Even the sounds of the city, which were escaping from the streets and entering the building through the large, revolving metal doors at the entrance, sounded different from where she was standing—the horns, the clamor, the traffic—and before Celine even stepped outside, she knew something was very, very wrong.

She rushed past a woman in a conservative blazer into one of the revolving doors, adrenaline coursing through her veins and nothing but apprehension paralyzing her mind as she stumbled onto the crosswalk, feeling as though she was having an out-of-body experience as she whipped her head around in a panic, taking the current scene in.

It was wrong, all wrong—everywhere she looked, there was something wrong. San Francisco didn't look like this. Her favorite bagel place next to headquarters wasn't in its usual spot. The stores along the sidewalk and across the street were all different. The Zara she always passed by wasn't there anymore, nor the pet store with the hamsters on display for onlookers—instead, there was Rico's Apparel, and Joe & Jane's Diner, and Family DVD, and Celine didn't recognize any of it.

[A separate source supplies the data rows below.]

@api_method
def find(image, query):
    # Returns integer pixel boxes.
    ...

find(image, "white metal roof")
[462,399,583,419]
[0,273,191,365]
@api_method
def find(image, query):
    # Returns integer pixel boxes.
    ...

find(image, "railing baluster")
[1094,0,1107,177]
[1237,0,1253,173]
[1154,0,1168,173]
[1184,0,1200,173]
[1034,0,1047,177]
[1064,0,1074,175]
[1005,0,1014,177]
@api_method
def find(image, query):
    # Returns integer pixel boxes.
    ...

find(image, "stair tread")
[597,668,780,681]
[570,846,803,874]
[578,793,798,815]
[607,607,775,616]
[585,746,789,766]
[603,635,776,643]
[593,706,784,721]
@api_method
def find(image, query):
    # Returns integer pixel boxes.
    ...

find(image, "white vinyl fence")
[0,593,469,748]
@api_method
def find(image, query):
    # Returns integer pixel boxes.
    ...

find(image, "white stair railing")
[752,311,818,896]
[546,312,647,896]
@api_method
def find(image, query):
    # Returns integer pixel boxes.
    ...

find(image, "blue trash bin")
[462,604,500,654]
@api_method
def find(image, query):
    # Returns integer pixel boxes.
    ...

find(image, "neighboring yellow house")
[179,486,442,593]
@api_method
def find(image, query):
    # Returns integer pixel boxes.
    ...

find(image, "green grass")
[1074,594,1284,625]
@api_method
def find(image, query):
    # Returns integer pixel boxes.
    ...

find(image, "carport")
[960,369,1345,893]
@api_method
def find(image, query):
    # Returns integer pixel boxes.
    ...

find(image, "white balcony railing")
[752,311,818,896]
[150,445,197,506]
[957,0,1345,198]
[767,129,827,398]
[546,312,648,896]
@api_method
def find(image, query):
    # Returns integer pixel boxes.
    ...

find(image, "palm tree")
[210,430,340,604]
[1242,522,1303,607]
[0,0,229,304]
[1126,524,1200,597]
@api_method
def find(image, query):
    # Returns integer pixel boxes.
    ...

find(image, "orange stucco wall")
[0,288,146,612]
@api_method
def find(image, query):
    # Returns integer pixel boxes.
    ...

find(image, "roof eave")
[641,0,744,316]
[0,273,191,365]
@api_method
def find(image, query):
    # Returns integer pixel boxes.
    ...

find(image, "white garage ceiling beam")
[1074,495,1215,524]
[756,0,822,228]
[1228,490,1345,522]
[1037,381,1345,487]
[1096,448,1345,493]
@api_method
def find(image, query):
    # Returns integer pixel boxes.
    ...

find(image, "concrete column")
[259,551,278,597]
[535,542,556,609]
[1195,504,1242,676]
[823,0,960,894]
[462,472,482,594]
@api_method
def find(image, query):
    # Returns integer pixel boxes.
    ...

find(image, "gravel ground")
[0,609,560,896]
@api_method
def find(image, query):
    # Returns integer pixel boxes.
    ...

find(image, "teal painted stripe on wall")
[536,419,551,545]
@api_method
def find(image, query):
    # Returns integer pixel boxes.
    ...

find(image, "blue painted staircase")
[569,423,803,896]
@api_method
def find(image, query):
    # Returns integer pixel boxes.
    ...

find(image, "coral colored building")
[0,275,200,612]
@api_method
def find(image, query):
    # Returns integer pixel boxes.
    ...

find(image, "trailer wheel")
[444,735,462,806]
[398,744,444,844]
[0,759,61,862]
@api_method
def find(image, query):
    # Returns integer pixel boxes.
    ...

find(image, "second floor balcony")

At some point, Celine realized she'd unconsciously started making her way along the crosswalk down the block. She gaped at the people walking next to her, not caring for her blatant gawking for once.

No one was staring down at their phones—in fact, Celine thought she didn't see any phones in sight. Women walked by in low-waisted pants, garish tank tops, crimped hair, and dark eyeshadow, while men breezed past in plaid flannels and horrifically-gelled hair. Those who exited office buildings were dressed professionally in well-pressed suits and blazers—Celine was in her work clothes too, but it just felt different.

Everything was just different.

She paused in front of an inconspicuous flower shop, feeling a tremendous headache start to bloom behind her temples.

It's like—it's like—like I'm in a different era! Am I still dreaming? I have to still be dreaming.

Celine pinched herself and grimaced at the resulting sharp stab of pain.

Okay, not dreaming.

She exhaled unevenly, leaned against the wall of the flower shop, and raised her eye-line, staring resolutely past San Francisco Bay in the distance, trying to catch her breath and rearrange some sort of logical thought in her head. Even the skyline past the bay seems less cluttered and crowded, as if buildings had just plucked away while she'd been at work.

Then her line of sight shifted automatically, and Celine found herself staring at a humongous billboard rising above the city, the bundle of large text and their corresponding visuals on the ad so ostentatiously-large that it was a wonder she hadn't seen it earlier:

STARK INDUSTRIES

G.E.N.I.U.S. - Global Environment Network Integrated User System

Experience the Future Today! Revolutionizing Your Home, One Smart Device at a Time.

Join us for the exclusive press release on August 3, 1995.